A peek at the NNR’s 2020 Annual Report reveals that licences issued by the NNR account for R200-million, compared to the government grant of R43-million. This suggests that the NNR is financially dependent on the very bodies it must regulate.

The Krugersdorp dump may be light years away from the nuclear power-station worlds of Koeberg and Fukushima, but with Mantashe courting the coal miners and fast-shrinking nuclear sector – giving the middle finger to the fast-growing renewable energy sector in the process – South Africans need to be reassured that any radioactive business is regulated.

Licensing issues

As an example of the stakes involved in the NNR licence business, the fee to simply apply for the Thyspunt licence, where the government wishes to build a new power station, was more than R19-million (plus expenses).

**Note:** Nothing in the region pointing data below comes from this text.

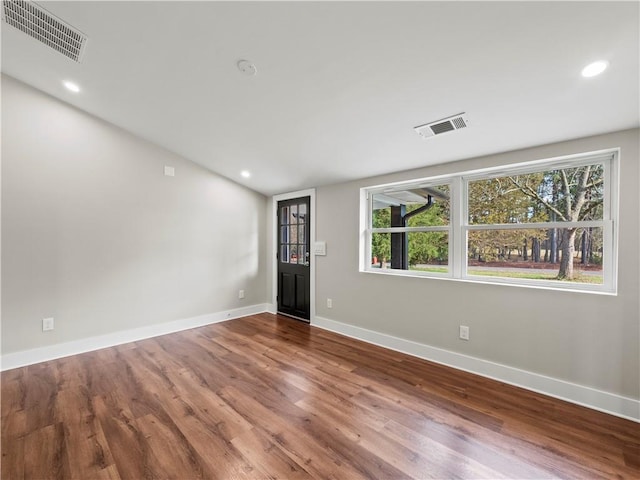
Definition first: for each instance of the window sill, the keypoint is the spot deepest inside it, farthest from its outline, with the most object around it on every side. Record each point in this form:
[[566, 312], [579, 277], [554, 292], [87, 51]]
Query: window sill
[[503, 282]]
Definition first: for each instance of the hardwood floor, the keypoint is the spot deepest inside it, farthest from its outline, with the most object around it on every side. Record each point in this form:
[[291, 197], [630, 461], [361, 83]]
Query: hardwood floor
[[269, 397]]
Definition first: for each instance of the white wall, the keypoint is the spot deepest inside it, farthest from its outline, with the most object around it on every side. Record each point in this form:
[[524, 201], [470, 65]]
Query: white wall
[[94, 234], [587, 339]]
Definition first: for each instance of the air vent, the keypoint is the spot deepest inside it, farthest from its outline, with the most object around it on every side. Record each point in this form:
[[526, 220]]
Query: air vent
[[456, 122], [36, 22]]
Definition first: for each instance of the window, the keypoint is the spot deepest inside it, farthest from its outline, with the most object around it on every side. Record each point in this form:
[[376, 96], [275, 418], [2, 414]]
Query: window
[[546, 223]]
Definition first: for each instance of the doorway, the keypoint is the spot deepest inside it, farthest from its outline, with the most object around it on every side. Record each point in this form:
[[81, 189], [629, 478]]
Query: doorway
[[294, 258]]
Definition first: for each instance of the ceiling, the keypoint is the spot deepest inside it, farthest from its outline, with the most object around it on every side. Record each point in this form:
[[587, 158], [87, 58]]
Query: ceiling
[[340, 85]]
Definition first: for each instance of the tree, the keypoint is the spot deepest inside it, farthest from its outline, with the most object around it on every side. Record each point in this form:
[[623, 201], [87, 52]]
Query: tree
[[381, 242], [576, 195]]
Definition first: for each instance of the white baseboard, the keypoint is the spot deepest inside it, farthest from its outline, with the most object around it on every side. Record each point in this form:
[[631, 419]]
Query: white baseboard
[[272, 308], [617, 405], [51, 352]]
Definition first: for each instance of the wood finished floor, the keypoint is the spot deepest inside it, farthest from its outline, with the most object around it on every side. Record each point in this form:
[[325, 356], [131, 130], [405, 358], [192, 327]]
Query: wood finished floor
[[270, 397]]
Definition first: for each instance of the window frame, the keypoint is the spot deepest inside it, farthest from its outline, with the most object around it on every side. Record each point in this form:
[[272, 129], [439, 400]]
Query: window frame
[[459, 226]]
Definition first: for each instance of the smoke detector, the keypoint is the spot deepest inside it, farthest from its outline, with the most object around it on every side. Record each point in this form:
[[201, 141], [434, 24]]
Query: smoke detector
[[35, 21], [449, 124], [246, 67]]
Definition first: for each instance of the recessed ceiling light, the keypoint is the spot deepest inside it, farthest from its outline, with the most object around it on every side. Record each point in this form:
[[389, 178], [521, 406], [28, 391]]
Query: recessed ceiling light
[[595, 68], [71, 86]]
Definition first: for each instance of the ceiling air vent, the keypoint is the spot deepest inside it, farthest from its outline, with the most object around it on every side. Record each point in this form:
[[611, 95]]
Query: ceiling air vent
[[456, 122], [36, 22]]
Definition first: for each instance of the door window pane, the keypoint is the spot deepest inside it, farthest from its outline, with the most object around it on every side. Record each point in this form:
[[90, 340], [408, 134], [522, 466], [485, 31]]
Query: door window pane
[[284, 234], [302, 258], [284, 215], [284, 253]]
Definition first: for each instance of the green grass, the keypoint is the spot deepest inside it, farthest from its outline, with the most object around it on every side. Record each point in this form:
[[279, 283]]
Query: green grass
[[535, 276]]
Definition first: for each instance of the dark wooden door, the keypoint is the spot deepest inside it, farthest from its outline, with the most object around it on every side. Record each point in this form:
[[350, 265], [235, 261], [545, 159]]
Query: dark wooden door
[[294, 258]]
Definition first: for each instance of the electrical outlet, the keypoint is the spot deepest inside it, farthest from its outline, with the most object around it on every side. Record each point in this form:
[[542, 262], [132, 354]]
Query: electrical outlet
[[464, 332], [47, 324]]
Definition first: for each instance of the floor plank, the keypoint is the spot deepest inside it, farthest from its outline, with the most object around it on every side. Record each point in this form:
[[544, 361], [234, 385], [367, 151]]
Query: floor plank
[[266, 396]]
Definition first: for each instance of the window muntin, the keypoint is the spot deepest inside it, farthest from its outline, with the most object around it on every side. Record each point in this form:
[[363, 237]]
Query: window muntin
[[557, 208]]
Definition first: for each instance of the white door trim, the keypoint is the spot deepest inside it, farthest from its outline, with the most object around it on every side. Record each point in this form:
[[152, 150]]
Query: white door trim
[[311, 193]]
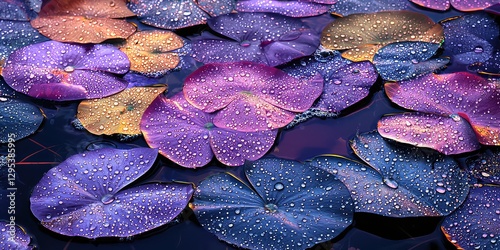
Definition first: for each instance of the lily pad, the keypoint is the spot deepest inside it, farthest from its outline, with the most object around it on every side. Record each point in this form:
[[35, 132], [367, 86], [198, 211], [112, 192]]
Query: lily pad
[[362, 35], [406, 60], [56, 71], [14, 237], [86, 196], [150, 52], [454, 97], [188, 136], [84, 21], [399, 181], [475, 224], [294, 8], [117, 114], [461, 5], [248, 96], [18, 119], [289, 205], [265, 38]]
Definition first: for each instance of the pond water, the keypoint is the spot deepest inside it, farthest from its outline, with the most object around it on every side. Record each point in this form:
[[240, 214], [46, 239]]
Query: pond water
[[57, 139]]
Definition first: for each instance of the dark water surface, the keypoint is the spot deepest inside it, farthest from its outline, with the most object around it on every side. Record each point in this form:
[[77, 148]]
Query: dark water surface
[[57, 139]]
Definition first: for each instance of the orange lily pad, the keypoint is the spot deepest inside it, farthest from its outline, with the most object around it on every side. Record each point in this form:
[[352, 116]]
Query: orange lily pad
[[150, 52], [362, 35], [117, 114], [84, 21]]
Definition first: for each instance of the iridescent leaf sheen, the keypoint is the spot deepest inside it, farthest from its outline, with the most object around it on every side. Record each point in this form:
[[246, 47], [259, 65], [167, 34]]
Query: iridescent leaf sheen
[[188, 136], [265, 38], [475, 224], [399, 181], [57, 71], [249, 96], [363, 34], [289, 205], [406, 60], [150, 52], [86, 196], [84, 21], [120, 113]]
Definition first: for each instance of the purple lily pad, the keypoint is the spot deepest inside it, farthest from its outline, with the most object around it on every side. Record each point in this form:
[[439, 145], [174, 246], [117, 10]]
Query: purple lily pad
[[294, 8], [18, 119], [406, 60], [289, 205], [486, 166], [14, 237], [249, 96], [348, 7], [57, 71], [470, 38], [188, 136], [453, 96], [475, 224], [270, 39], [85, 196], [461, 5], [399, 181]]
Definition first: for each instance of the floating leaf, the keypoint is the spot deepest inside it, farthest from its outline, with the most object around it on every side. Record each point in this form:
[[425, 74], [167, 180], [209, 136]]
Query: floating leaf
[[400, 181], [475, 224], [470, 38], [486, 166], [453, 96], [85, 196], [288, 206], [348, 7], [117, 114], [444, 134], [84, 21], [270, 39], [58, 71], [406, 60], [249, 96], [188, 136], [461, 5], [150, 52], [364, 34], [18, 119], [14, 237], [294, 8]]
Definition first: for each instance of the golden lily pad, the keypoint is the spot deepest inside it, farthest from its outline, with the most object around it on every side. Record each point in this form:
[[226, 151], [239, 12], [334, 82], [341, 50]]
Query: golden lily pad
[[84, 21], [117, 114], [150, 52], [362, 35]]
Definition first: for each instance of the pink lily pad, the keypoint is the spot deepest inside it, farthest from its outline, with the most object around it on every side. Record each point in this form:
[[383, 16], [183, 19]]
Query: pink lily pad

With Eskom applying for a site licence for a new nuclear plant at Thyspunt in the Eastern Cape, and for a site licence for a new nuclear plant at Koeberg – as well as an extension of the licence for the existing plant, which expires in 2024 – it is now more crucial than ever that the NNR ensures that the best international practice is applied to all safety issues.

Although Eskom has indeed applied to have Koeberg’s lifespan extended, Moonsamy confirmed that permission has not yet been granted by the NNR.

“If the NNR does not have the capacity to manage the waste from the gold-mining industry,” says Liefferink, “how will it have the capacity to manage waste from more nuclear power plants?”

Others are more concerned about how a virtually bankrupt South Africa can afford to have more nuclear power stations built when the world is moving towards renewable energy.